Julie, I am not surprised that there have been a number of allegations against cab drivers in Australia. My question is if there have been convictions. A quick check of Google shows that there have, although I also see the story of a driver in Australia who was accused of rape but then acquitted.

Katy said...

Anonymous, as much as it pains me to do it, I must paraphrase Oprah Wnfrey - she often says that a woman's instinct or "creep-factor" is God's gift to the weaker sex, and must never, ever be ignored. If you ever feel creeped out, never, ever, ever ignore it. Too bad for anyone whose feelings are hurt.

Cordi said...

I think though, that a woman's intuition, like a conscience, can be badly formed and too sensitive (or not sensitive enough) and sometimes we are creeped out for no good reason. For example, there have been plenty of times I've felt uneasy because a man is not acting in a manner consistent with social norms, but then when I stop and think about it, I realize it's because he has autism, or a developmental delay, or is Italian (I am American, and I prefer WAY more personal space on buses!) or from another "warmer" culture, and I realize my alarm bells have been sounding for no reason.
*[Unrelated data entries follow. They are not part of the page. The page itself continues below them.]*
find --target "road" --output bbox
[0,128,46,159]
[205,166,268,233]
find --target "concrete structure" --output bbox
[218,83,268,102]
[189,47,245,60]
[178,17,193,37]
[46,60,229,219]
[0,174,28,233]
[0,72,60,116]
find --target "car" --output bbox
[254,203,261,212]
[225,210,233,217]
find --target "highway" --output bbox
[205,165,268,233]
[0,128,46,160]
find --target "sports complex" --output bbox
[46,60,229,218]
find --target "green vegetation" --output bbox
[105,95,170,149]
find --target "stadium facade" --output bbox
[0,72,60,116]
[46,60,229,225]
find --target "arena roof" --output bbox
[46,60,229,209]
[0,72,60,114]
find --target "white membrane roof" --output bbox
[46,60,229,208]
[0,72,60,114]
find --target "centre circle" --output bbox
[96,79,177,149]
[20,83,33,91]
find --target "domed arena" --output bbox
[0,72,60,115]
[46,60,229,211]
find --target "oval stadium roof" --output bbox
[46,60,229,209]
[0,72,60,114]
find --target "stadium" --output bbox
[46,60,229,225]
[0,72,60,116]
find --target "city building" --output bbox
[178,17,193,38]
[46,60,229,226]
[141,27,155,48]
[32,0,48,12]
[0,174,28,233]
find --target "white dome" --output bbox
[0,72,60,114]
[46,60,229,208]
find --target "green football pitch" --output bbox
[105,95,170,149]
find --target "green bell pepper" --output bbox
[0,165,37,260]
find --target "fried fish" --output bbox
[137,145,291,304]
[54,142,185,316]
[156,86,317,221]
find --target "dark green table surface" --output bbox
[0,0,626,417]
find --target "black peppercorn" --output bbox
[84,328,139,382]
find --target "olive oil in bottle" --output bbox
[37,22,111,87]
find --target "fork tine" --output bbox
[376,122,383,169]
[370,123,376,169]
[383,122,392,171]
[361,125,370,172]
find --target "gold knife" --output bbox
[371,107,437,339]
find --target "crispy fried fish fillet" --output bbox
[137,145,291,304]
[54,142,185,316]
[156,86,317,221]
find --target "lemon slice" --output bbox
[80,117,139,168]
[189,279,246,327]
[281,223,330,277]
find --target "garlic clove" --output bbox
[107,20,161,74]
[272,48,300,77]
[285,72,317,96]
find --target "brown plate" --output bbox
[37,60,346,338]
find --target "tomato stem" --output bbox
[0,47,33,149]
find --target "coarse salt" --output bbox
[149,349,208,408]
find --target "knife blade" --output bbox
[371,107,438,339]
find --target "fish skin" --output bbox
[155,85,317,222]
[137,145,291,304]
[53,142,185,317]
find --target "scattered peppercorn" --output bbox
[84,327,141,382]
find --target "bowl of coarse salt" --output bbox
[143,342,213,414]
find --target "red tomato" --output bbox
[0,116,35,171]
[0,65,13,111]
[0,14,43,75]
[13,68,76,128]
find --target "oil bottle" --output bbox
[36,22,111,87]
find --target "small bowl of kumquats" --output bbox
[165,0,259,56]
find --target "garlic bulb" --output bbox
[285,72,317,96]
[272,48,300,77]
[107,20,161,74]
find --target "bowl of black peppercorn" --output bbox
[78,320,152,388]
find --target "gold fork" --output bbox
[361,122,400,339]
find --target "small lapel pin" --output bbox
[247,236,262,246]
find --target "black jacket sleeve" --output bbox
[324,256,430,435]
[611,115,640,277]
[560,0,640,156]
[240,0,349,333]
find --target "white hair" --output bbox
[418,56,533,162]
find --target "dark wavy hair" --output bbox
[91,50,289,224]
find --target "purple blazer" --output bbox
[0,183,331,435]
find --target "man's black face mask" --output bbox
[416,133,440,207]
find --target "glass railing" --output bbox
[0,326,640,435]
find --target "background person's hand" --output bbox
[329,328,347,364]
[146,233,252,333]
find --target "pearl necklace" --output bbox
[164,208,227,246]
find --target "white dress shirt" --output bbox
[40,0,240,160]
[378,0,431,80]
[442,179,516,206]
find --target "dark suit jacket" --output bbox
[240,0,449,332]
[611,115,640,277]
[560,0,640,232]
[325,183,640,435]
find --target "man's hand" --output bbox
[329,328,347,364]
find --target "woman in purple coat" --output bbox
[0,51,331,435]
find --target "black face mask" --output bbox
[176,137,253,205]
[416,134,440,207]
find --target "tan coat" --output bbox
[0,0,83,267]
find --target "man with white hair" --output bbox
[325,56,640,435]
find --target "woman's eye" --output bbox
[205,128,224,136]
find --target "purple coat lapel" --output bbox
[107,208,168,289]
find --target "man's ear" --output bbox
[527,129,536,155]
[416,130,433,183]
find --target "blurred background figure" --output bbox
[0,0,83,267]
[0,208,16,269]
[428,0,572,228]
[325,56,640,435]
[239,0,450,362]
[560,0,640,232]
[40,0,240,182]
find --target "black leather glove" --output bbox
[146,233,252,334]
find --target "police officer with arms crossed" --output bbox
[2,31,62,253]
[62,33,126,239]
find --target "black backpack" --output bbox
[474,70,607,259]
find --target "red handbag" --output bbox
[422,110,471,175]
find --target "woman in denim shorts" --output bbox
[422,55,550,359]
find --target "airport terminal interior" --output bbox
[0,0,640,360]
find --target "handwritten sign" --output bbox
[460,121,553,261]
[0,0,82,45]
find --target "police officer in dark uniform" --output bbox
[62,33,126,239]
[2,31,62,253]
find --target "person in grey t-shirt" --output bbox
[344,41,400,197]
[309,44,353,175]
I'm not suggesting that they should be ignored, just that one's intuition shouldn't be calling all the shots, and that some times the reasonable thing to do is to acknowledge your uneasiness, but proceed (cautiously, perhaps) anyway.

truthfinder said...

I kind of missed your comment about Obama, but I saw the news clip on TV, and it actually made me upset. I am not usually one to throw around the term, but to me, it sounded like woman-shaming.

I tend to clutch my purse around most men - primarily because I'm small and weak and even if a guy is the same size as me, he's still probably stronger. Further, it is sometime absolutely nothing to do with it being a man - I don't want my purse to swing and hit someone (I manage to get my stuff in peoples's way all the time).

I can understand how black men (or any non-white race in the northern hemispheres) would be particularly conscious of this, but it doesn't necessarily have anything to do with race. Sometimes its gender, and sometimes I clutch my purse around women too.

I'm sorry, I had to vent, because his comment bothered me. Most men cannot understand being a small weak woman who wouldn't be able to defend herself well in a fight or run too fast.